My father always taught me that I was capable of doing anything I wanted to, regardless of anything society or other people said to me. When my siblings and I came home from elementary school repeating the popular “dumb blonde” jokes of that time period, my father sat us down and explained that these jokes were sexist. As he explained it, a statement is sexist if it tries to make women feel like they aren’t as smart or as good as men are. In our home filled with very bright (and very blonde) women, the telling of demeaning blonde jokes would not be permitted. From that point onward, we helpfully pointed out any potentially-sexist remarks that our friends, teachers, and relatives might not want to repeat in the future.
I know of no better example of equal partnership than my parents’ relationship. They counsel together in all major financial, spiritual, career-related, household, familial, and other matters. When my mother decided to begin graduate school between the births of my fifth and sixth siblings, my father supported her whole-heartedly. He’d leave work early to complete the lion’s share of the meal prep, cleaning, and laundry so that my mom would have more time to study. When my mom later decided to pursue a part-time and then full-time career, there was no greater cheerleader (and at times vocal defender) than my dad. His oft-repeated motto is “Whatever makes your mother happy makes me happy.” Whether it was being a stay-at-home mom, attending graduate school, pursuing a career, or whatever else she wanted, my father was there to ensure that it happened.

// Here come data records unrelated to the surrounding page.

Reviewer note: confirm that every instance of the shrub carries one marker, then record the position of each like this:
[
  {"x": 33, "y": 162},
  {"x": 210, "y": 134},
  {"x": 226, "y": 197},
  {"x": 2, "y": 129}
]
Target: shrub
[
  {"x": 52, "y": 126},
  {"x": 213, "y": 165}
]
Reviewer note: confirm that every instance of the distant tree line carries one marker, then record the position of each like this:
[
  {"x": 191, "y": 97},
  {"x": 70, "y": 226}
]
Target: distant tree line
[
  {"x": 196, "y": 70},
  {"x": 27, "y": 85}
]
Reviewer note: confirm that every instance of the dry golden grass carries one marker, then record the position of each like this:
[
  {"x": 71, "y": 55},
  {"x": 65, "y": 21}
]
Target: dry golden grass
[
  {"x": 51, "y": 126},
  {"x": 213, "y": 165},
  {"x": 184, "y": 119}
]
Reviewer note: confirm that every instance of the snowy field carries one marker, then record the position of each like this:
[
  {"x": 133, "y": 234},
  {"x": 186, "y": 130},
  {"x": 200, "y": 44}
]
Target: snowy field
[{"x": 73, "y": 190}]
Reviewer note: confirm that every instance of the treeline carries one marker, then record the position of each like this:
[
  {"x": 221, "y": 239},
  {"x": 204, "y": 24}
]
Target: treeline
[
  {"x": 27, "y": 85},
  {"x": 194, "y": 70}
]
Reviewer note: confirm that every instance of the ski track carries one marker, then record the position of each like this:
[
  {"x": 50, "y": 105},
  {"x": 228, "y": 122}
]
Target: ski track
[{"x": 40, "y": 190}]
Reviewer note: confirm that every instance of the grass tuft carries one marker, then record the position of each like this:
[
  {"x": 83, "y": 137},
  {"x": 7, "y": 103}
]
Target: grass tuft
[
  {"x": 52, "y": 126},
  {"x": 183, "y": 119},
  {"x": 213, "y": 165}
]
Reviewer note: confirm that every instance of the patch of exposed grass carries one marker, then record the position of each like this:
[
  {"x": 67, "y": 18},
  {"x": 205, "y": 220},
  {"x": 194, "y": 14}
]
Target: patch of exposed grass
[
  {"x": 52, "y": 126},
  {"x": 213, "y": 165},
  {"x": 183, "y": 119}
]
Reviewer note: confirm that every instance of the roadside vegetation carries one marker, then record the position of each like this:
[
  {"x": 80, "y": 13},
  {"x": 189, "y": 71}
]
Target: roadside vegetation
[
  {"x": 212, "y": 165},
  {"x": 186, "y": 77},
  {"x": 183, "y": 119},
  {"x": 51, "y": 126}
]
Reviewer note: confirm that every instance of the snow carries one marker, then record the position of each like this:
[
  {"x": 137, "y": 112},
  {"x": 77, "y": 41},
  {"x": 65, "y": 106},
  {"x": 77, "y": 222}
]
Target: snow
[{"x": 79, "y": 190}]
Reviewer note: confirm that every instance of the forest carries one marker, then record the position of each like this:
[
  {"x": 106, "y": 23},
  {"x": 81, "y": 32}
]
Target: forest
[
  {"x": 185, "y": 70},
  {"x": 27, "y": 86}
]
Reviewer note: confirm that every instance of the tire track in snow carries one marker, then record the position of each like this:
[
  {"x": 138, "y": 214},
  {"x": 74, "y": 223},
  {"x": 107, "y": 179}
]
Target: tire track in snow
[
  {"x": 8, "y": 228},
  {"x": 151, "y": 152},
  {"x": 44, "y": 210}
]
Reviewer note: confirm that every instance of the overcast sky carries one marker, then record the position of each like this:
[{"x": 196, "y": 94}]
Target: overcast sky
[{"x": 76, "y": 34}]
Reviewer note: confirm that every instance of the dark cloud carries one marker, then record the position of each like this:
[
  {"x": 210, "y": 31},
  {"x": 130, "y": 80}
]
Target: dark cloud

I talk openly and honestly with my parents about my feminist concerns within the church. When I first told my dad about my feelings about the temple ceremony, his initial response had a profound effect upon me. His inspired words (delivered through tears but with conviction): “Maria, I just want to say that I love you so much. Thank you for having the courage to share such deeply personal and painful feelings with me. Although I don’t necessarily agree with everything you’ve expressed, I am committed to understanding your concerns on a deeper level. Please help me understand more about why you feel this way. Let’s work on this together.” His initial response has paved the way for dozens of productive follow-up conversations about not only the temple, but problematic presiding language, lack of female leadership, the solemn assembly voting order, etc.
In sum, my dad’s a pretty amazing guy. I count him among my best friends. I am certain that his love and support will continue to sustain me as the years go by. So much for that priesthood leader’s theory.
Have you ever heard of the “bad father = feminist daughter” theory before? Is this idea prevalent in the church? Has your relationship with your father informed your outlook on feminist issues in the church?